20 thoughts on “10 Terrific Autistic Traits

  1. You are so right and thanks for putting it all together. My son, in his 20’s is so innocent and sweet, never critical of others, always ready to take the blame – ok, this was a problem sometimes, but I think he has taught me so much about life.
    Autism is difficult, autism is priceless. My son knows if something happens (he has seizures) the angels will take him and welcome him into heaven. He was a big fan of “touched by an angel”. I think it helped him understand death and he now says when someone dies, he says they’ve gone on to heaven. I love that simplicity, that trust. Thanks again and God bless!

  2. Autistic people have a great sense of humour (coming from an “autie” with two sons on the spectrum). We laugh with each other and at each other all the time.

    When people think of sensory overload, they usually only think of the negative side to it. Granted, when that piece of food grows and grows and grows or the piece of clothing I thought I could wear turns out to feel awful that is no fun. In fact it sometimes freaks me out.

    But sensory overload goes the other way as well. The right words in my mouth, the skin of a human under my hand, the feeling of rabbit fur on my cheek or a good firm massage. Neurotypicals talk of orgasms tied to sexual organs but I have sensory orgasms tied to reading aloud to my son, hugging another person who is wearing something wonderful or having someone touch me with the right kind of pressure. I have no idea what you would call that but I consider that a bonus. Fortunately, I have learned to control this part of myself or I would probably go around touching people and their clothes all the time.

    So, wonderful and difficult sides to the same thing all the time.

  3. Reblogged this on Sandi Layne and commented:
    This is so cool. 🙂 I know that there are no “they’re all like this” statements for people on the autism spectrum, but I’ve witnessed all of these myself.

  4. Fantastic!
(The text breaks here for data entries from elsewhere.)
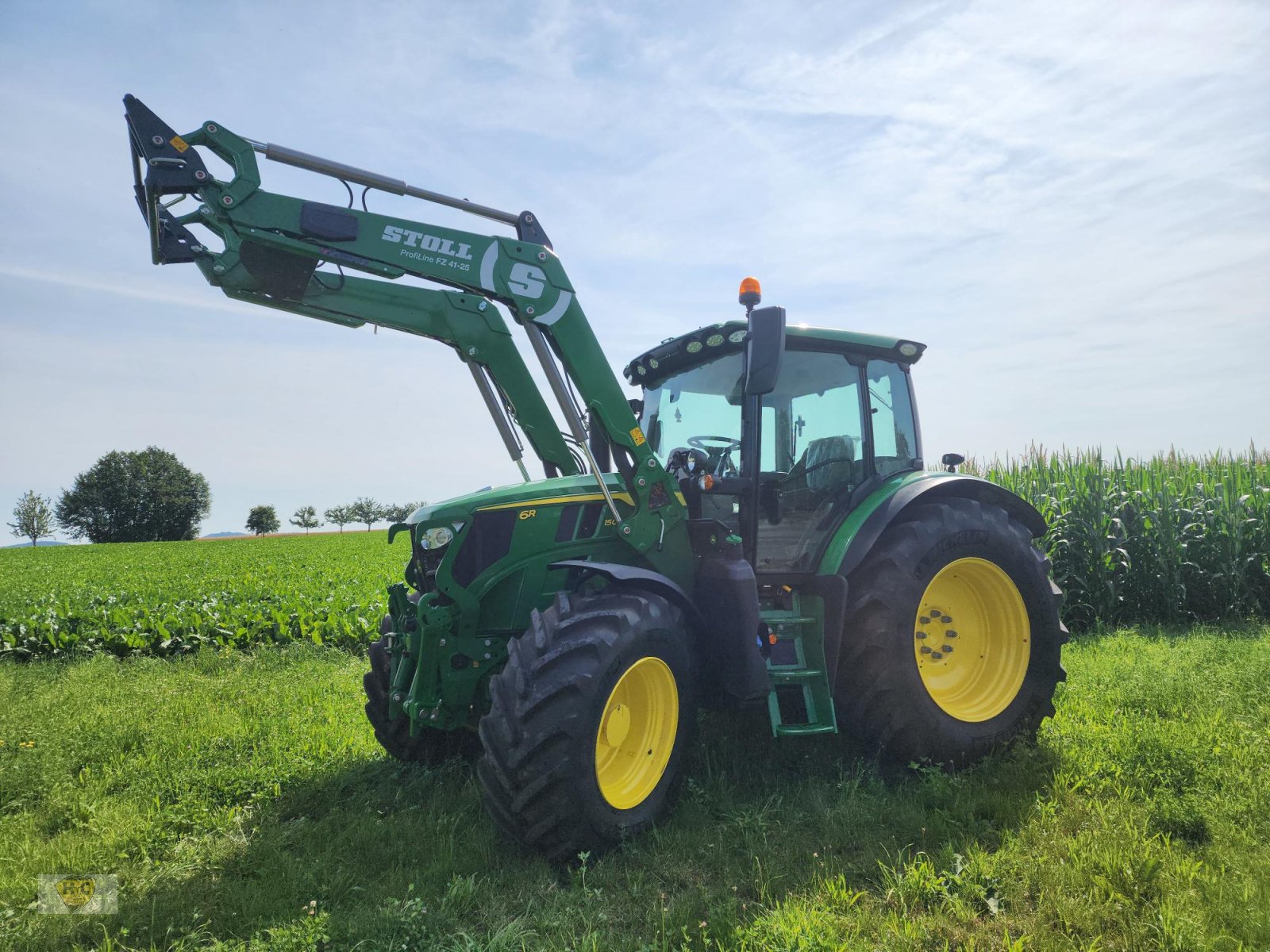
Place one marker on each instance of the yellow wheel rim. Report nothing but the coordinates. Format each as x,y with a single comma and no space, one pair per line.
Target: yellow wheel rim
972,640
637,733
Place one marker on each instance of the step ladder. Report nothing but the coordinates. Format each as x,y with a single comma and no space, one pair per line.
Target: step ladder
800,701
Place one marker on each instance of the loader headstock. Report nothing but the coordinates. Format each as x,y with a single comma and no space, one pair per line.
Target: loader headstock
163,164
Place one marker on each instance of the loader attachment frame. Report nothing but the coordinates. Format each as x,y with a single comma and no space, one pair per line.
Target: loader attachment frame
275,243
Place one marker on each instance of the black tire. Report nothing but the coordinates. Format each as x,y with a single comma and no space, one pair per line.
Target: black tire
537,774
880,695
431,747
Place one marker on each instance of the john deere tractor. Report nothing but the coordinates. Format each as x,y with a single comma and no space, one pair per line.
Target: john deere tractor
759,528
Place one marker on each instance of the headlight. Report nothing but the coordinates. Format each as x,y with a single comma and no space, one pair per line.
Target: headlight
437,537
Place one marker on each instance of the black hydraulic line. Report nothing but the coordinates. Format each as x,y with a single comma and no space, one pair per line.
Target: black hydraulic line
501,422
374,179
571,413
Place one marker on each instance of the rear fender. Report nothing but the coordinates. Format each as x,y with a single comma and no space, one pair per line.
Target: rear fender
635,578
929,488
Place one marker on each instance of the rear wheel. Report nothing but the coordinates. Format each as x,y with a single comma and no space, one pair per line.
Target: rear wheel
590,723
952,636
394,735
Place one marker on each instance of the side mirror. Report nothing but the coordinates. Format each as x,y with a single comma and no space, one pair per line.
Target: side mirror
765,349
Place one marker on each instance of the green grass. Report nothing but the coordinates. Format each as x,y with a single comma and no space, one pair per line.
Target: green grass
232,790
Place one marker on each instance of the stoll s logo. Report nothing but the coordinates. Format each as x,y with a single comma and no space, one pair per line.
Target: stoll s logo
427,243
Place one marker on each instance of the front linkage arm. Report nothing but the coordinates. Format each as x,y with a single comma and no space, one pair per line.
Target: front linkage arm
279,240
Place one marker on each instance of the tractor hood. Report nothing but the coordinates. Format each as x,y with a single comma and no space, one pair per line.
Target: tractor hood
539,493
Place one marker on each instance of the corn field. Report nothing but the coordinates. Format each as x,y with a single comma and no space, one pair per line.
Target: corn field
1162,539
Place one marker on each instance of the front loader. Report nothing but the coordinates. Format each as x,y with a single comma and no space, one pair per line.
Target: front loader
759,530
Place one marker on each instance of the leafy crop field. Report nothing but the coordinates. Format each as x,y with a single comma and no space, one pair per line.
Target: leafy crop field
241,801
175,597
1164,539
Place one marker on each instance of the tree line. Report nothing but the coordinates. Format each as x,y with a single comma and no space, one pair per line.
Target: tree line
264,520
152,497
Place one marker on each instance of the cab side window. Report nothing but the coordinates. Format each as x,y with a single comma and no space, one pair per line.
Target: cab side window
895,431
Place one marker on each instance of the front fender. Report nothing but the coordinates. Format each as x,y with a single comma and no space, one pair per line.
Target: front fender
863,528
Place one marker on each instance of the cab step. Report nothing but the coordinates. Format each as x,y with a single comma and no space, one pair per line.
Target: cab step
800,702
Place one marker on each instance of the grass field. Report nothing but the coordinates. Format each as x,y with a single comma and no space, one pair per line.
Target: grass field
241,797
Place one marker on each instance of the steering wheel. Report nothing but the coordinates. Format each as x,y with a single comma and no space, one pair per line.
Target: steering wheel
724,443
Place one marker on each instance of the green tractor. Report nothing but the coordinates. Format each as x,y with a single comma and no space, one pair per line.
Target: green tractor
759,530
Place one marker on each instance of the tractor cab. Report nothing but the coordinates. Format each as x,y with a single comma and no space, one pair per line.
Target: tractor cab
781,469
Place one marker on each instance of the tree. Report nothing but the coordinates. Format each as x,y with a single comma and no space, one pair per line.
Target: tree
338,516
33,516
137,497
262,520
306,518
366,511
399,513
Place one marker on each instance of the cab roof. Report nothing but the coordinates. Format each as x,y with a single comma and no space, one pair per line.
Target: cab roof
676,355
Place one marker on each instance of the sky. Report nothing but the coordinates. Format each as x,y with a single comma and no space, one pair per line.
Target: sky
1068,203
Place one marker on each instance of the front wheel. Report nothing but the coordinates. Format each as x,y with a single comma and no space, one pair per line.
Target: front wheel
952,638
590,723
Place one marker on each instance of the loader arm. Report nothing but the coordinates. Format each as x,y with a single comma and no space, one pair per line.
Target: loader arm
469,324
273,244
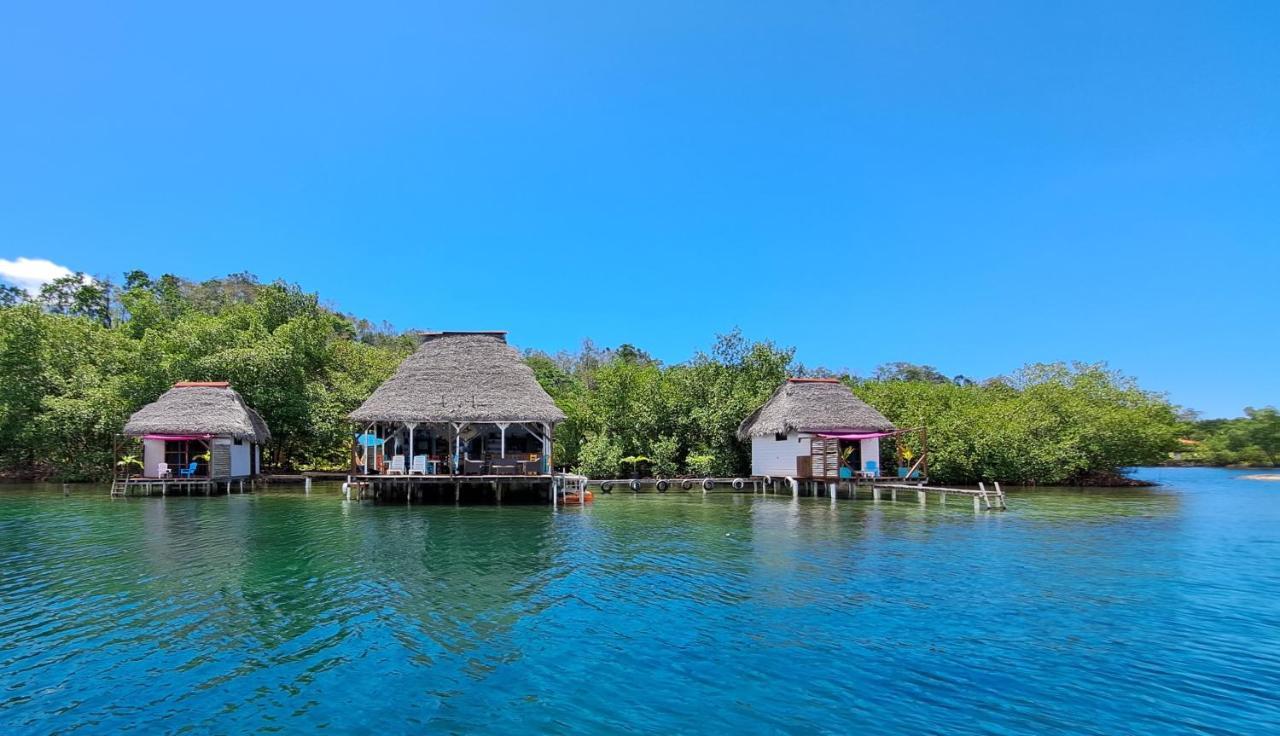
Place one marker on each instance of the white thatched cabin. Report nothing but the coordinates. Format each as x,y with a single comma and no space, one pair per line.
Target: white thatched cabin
816,429
197,419
464,403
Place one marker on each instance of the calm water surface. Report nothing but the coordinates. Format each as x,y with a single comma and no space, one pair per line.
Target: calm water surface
1148,611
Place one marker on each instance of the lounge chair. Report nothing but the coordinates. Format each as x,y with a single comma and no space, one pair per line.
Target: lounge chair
421,466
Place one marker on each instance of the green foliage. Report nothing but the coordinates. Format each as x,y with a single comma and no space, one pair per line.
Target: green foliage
1248,440
12,296
71,374
81,357
625,403
1046,424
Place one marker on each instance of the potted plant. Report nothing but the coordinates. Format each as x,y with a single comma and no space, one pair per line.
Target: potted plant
128,461
635,460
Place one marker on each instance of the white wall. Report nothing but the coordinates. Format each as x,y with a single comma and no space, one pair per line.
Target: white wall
241,460
152,455
869,448
777,458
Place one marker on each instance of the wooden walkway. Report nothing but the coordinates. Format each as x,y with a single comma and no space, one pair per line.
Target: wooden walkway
983,498
177,485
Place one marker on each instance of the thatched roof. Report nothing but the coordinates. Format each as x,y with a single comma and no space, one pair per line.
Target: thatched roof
461,376
813,405
191,407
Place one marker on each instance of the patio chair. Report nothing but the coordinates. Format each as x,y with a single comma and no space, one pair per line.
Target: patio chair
421,466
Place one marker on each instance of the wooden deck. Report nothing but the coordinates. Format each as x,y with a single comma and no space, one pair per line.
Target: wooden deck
453,488
181,485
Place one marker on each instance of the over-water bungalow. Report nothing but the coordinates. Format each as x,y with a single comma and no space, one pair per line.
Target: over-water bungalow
817,429
462,412
197,433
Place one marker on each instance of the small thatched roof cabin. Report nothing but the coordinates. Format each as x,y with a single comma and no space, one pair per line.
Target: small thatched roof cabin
453,401
193,419
813,405
807,430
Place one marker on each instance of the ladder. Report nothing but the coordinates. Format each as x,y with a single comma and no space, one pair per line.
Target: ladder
993,498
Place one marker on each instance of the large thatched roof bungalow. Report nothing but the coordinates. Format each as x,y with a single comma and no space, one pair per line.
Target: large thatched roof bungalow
200,430
817,429
464,402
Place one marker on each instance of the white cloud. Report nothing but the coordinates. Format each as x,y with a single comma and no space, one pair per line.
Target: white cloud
31,274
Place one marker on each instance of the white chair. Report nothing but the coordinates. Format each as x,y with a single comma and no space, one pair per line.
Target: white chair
397,466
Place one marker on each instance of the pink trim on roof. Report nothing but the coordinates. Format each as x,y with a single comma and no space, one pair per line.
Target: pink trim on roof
855,435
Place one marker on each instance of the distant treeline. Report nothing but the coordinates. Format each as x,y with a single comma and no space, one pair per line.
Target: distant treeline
80,357
1251,440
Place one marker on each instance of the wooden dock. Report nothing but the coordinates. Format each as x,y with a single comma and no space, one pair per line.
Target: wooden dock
179,485
455,488
983,498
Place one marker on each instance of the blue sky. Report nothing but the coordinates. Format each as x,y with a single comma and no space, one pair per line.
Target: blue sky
967,184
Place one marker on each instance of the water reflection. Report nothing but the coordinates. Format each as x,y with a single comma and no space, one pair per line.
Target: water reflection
722,613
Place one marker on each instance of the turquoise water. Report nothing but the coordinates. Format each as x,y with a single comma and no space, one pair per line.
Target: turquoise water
1136,611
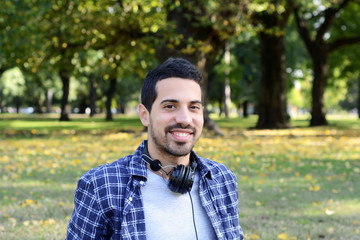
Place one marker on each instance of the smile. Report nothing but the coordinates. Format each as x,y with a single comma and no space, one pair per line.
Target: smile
181,135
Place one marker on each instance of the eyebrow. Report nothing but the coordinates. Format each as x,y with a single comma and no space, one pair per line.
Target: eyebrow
176,101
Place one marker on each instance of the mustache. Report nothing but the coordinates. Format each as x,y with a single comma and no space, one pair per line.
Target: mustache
179,126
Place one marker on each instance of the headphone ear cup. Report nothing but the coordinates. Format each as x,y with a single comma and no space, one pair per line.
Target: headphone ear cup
176,178
187,182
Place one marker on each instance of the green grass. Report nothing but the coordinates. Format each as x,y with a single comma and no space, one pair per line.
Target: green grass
299,183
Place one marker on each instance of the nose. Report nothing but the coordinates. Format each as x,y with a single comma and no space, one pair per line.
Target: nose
183,117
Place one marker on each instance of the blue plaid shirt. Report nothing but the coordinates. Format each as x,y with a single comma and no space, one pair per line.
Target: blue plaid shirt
108,202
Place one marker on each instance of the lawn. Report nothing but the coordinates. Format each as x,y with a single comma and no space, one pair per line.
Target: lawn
299,183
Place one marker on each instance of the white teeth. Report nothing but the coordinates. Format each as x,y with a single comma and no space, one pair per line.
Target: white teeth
181,134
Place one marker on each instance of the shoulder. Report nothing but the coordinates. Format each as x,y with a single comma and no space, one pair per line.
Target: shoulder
108,172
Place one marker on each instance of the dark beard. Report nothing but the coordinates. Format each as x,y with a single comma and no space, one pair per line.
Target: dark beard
166,148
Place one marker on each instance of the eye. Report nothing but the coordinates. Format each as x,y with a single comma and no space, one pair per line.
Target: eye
169,106
195,107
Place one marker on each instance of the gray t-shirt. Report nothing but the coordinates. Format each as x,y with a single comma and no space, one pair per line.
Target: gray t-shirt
169,215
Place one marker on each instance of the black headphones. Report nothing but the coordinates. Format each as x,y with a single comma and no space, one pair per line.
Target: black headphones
181,178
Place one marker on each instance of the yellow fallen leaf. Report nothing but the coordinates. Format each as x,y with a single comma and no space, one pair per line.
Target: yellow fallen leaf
254,237
308,176
314,188
329,212
283,236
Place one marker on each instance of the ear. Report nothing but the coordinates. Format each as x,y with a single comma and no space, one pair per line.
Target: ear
144,115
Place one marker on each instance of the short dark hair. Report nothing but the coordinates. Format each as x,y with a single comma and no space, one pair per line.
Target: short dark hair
172,67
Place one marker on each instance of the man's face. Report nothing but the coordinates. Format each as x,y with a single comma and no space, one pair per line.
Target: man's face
176,118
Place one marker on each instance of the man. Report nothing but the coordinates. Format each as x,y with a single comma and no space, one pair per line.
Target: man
164,190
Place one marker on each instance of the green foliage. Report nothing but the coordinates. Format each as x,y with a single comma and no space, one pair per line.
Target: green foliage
305,177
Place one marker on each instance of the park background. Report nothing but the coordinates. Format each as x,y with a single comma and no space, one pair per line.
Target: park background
281,87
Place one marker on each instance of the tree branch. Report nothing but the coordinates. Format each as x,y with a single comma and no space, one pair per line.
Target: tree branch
303,31
343,42
330,14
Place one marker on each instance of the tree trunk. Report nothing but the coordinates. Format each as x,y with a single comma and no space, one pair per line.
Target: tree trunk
92,95
321,72
109,96
48,99
246,109
227,89
65,78
358,105
272,104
I love to focus on the positive. It has changed my life in myriad ways. I wish I had been diagnosed in my youth, and my parents could have broken out of the “shoulds”, but it’s not too late for me, & ima make the best of it!
    Also, thanks for following. I would greatly value your input in comments.

  5. Wandered in by way of hessiafae’s share.

    I’ve seen a lot of instances of #10– sometimes, when my son has a meltdown, and I say something about his autism, I find people telling me they’ve learned so much, either by way of their family, or their work.

    But I think it opens doors for… well, let me put it this way. I don’t hold to the strict definition of neurotypical. I think my son is helping me, my wife, and my daughter be more aware of our own “special” needs, especially the neurologically related ones (bipolar, AD(H)D, etc.)

  6. I love this.. thankyou.
    I have a 16 year old son with autism and he is the purest soul.. no malice, no manipulation of people, he takes everyone at face value and is absorbed in his own world. He is as naive as a 4 year old and while I wish that the world would be kinder to him, I have no wish to change him. He is perfect in his autism.